Mr Morgan said Cycling Health is not opposed to the wearing of helmets. "We are opposed to their compulsion. Individuals should have the right to choose whether or not to wear a helmet without undue interference by the government."
Mr Morgan said the role of government should be limited to advising its citizens, without bias, about the pros and cons of helmets; rather than compelling their use by law while feeding false or faulty information to the public and brushing any negative effects under the carpet.
So why does this matter?
Official and unofficial surveys have consistently shown an average 30 per cent reduction in cyclist numbers on New Zealand roads, reinforcing anecdotal evidence that many people are discouraged by the law and have either given up or cycle less often.

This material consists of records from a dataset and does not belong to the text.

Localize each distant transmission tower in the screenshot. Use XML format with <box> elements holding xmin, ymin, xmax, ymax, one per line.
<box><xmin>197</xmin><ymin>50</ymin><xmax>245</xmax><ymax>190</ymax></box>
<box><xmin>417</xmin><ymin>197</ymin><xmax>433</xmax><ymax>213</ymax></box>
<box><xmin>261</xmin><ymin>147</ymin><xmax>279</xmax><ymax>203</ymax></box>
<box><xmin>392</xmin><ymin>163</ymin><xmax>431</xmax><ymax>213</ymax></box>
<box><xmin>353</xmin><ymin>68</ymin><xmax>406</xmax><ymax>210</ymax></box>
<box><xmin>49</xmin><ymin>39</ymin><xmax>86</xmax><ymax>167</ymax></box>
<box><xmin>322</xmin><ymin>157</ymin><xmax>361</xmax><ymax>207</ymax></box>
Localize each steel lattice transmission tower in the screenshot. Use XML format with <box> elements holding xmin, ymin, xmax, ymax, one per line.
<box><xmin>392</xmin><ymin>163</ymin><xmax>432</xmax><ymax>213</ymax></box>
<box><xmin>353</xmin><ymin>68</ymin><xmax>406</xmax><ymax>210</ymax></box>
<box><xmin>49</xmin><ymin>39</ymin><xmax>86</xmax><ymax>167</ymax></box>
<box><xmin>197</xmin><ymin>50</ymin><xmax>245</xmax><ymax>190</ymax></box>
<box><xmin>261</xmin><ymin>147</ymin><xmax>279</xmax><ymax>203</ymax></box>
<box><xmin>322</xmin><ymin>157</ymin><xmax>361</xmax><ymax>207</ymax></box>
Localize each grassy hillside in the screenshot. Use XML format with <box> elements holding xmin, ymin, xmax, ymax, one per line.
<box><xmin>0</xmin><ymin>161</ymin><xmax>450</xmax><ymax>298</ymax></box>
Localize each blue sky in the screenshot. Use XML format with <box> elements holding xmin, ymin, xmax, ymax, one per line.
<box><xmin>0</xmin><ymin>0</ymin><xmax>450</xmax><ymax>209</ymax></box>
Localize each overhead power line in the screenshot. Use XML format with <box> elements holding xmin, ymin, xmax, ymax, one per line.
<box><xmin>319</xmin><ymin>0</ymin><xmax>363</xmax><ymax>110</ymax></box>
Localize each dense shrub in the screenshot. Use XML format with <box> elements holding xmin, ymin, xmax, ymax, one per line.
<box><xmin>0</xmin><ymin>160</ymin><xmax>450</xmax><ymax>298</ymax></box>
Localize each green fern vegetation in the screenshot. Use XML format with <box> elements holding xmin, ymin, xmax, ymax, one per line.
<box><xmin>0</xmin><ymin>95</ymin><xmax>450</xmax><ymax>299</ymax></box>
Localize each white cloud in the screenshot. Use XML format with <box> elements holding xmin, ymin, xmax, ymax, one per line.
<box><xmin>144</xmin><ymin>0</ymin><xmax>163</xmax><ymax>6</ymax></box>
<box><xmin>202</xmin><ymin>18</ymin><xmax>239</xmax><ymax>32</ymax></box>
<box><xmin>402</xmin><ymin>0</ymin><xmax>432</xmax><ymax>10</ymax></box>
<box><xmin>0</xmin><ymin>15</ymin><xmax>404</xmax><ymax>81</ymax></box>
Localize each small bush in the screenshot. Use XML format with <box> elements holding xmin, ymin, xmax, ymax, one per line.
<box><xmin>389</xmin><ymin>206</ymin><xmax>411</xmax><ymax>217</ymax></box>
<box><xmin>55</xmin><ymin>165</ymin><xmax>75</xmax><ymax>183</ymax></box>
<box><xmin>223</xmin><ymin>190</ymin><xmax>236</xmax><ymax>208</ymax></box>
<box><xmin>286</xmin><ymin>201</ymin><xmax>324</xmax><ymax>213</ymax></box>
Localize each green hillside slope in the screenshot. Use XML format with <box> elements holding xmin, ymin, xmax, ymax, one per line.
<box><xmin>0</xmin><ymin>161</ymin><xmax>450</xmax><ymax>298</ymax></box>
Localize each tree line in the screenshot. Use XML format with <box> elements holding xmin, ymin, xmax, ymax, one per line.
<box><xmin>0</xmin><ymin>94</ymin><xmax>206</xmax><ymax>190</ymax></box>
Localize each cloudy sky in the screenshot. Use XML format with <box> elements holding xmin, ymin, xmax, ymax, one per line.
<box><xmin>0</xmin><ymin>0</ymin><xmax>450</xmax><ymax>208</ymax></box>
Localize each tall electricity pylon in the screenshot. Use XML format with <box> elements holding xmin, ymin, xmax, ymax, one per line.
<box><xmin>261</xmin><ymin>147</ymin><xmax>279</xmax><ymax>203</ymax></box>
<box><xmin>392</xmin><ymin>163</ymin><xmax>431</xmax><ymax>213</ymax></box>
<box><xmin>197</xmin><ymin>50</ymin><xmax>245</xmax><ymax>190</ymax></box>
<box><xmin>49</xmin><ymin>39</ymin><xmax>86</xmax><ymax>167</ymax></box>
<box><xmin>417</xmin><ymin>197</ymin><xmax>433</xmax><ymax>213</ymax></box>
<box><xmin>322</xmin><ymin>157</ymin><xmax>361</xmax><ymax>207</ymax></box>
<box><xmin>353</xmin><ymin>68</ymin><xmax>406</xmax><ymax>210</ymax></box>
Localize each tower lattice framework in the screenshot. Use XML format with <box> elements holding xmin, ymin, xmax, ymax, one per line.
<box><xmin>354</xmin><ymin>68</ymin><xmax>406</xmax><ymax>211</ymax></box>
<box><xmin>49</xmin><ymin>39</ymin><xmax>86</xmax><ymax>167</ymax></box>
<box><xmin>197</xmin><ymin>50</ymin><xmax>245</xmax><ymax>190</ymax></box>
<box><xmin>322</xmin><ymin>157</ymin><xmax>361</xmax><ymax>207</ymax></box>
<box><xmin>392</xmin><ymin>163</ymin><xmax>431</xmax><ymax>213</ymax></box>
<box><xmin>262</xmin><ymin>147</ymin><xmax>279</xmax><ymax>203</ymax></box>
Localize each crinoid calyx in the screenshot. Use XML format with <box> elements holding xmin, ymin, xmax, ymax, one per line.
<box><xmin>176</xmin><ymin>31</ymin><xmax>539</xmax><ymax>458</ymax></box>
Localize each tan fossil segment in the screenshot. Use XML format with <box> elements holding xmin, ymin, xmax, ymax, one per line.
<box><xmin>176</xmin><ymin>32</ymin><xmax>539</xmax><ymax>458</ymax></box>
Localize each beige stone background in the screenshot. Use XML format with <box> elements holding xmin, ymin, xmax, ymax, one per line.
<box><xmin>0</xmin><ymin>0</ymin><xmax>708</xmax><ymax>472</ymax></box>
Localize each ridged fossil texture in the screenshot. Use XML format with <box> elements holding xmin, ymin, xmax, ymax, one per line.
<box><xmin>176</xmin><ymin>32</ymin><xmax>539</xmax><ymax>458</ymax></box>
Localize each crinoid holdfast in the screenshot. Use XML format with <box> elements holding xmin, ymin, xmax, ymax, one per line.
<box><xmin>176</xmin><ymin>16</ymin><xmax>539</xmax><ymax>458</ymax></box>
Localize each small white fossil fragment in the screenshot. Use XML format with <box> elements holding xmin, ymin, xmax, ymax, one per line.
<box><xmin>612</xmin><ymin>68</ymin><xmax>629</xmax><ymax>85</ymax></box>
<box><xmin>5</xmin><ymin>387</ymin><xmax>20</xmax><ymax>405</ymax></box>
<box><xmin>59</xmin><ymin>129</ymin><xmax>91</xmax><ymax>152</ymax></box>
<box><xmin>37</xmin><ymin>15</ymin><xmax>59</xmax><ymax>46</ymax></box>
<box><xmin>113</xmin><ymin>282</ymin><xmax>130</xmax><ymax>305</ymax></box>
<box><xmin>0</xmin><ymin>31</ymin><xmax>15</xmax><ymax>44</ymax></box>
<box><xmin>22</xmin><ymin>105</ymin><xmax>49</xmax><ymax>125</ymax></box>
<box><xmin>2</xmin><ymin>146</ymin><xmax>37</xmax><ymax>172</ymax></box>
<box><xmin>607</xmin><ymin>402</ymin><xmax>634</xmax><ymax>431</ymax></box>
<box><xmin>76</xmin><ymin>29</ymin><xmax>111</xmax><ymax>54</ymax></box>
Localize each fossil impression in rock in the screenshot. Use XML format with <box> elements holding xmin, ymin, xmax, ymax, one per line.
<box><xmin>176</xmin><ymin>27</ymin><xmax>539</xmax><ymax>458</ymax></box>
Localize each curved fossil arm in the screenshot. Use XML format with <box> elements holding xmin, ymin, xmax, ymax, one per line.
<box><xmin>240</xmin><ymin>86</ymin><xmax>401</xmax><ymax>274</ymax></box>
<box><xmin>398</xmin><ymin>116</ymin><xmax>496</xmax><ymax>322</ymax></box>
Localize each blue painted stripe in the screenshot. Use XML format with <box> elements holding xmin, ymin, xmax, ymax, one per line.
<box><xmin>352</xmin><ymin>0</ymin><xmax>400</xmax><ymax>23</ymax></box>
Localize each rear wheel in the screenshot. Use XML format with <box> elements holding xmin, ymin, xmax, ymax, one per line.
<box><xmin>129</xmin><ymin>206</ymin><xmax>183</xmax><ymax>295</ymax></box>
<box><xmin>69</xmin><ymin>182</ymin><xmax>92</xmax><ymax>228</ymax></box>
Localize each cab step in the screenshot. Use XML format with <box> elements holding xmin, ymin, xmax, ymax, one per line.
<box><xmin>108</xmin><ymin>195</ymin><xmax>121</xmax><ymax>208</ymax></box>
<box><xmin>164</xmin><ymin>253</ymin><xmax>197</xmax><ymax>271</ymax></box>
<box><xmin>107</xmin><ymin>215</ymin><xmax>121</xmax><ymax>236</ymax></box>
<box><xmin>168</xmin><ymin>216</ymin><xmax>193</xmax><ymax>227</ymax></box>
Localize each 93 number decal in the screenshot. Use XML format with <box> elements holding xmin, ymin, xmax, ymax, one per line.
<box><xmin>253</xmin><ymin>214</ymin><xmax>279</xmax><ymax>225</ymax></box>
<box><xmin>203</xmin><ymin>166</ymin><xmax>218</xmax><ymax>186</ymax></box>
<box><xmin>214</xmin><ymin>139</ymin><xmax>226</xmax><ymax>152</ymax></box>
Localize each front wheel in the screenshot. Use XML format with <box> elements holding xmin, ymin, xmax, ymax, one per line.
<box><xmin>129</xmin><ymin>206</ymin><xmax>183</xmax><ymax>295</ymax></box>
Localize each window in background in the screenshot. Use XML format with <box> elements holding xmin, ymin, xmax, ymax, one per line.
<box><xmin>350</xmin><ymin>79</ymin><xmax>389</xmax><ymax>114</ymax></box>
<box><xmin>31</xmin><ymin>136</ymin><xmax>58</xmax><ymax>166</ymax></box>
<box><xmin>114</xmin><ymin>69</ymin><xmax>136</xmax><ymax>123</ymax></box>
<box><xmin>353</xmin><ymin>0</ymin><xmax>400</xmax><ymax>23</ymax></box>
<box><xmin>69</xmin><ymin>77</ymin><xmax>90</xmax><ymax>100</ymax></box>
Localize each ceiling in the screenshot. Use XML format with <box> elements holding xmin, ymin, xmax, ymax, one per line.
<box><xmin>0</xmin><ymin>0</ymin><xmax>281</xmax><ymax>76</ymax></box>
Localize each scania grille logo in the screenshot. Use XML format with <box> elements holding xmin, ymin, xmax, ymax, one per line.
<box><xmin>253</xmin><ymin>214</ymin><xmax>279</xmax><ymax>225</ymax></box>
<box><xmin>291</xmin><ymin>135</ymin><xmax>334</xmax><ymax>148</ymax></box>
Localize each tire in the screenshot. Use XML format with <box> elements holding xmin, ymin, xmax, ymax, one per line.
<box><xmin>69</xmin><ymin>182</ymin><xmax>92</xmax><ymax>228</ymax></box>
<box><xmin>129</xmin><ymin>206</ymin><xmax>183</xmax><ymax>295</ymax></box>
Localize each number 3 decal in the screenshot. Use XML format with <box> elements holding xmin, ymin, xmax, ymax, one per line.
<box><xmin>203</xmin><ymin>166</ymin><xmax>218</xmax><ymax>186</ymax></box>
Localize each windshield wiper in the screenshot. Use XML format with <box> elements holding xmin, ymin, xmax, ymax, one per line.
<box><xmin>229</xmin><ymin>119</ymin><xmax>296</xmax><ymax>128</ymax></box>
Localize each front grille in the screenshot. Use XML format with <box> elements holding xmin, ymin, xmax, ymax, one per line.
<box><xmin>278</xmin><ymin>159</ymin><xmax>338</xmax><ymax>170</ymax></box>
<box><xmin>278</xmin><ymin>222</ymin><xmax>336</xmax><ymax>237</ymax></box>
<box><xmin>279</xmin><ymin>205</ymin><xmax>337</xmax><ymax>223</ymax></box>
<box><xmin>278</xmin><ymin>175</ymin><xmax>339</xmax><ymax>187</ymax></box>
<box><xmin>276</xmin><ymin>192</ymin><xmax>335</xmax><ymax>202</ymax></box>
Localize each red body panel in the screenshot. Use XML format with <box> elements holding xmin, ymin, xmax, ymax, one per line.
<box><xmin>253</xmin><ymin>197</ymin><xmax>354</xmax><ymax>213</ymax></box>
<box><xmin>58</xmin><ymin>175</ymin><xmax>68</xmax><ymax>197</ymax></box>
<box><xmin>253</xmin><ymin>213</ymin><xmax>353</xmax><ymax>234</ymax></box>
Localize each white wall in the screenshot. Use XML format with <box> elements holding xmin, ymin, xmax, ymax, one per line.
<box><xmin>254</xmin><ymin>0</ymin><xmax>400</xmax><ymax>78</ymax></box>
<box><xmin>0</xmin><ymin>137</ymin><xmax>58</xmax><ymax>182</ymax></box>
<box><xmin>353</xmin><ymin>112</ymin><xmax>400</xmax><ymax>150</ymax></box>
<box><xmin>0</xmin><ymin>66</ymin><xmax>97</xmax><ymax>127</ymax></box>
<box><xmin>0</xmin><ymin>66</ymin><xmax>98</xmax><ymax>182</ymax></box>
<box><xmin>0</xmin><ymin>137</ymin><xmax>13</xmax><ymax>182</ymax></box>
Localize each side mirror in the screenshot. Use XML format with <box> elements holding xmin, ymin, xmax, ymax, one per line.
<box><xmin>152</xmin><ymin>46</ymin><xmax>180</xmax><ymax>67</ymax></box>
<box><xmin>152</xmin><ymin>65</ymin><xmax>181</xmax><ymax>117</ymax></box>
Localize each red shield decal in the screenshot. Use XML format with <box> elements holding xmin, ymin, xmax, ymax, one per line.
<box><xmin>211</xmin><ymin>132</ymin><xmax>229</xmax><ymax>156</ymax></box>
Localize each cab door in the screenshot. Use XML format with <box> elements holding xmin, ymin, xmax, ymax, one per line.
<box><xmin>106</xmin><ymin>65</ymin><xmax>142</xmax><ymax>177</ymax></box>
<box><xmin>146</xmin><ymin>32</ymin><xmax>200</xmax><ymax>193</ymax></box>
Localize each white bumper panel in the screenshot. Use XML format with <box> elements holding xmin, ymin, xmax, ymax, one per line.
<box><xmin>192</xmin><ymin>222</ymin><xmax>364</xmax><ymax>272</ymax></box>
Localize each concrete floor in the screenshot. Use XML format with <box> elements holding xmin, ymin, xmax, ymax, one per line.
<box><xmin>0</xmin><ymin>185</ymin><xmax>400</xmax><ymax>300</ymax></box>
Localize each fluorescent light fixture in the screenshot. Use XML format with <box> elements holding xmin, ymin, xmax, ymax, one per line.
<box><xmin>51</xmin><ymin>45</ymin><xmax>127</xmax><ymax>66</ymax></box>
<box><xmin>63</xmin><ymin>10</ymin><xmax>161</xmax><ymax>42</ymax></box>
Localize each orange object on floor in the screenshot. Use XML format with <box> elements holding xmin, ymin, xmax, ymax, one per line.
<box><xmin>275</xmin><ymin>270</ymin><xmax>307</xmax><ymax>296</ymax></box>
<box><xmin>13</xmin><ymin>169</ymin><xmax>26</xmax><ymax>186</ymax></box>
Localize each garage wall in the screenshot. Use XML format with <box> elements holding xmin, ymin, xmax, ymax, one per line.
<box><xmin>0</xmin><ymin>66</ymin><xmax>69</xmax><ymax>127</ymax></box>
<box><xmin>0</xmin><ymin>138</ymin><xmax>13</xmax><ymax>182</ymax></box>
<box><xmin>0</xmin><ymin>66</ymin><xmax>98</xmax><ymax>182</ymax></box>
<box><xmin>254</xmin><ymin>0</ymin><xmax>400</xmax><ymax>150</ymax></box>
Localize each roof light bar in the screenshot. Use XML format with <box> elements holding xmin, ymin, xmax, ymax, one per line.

Similar declines have been recorded in Australia and the few other jurisdictions in the world where mandatory bicycle helmet legislation has been tried.
The consequences of declining cycling numbers are reduced fitness levels and increased health problems.
Competing activities such as television, video games and computers seem to be safer but their sedentary nature causes obesity, increased risk of heart disease, stroke, diabetes, cancer and depression.
An Auckland study in 2001 showed that one in seven children is obese. In 1994, about 1,500 deaths in New Zealand were attributed to inactive lifestyles. In comparison, an average of five children die from a bicycle-related injury each year.
Cycling is easily integrated into daily routines and is cheap, practical, non-polluting and fun.
The British Medical Association decided against advocating the compulsory use of helmets as the health benefits of cycling outweigh the costs.
Mr Morgan said well-meaning people
believe the helmet law keeps cyclists safe. However, the
evidence in New Zealand and overseas shows it increases the
risk of accidents and injuries, discourages cycling and
harms the overall health of the population.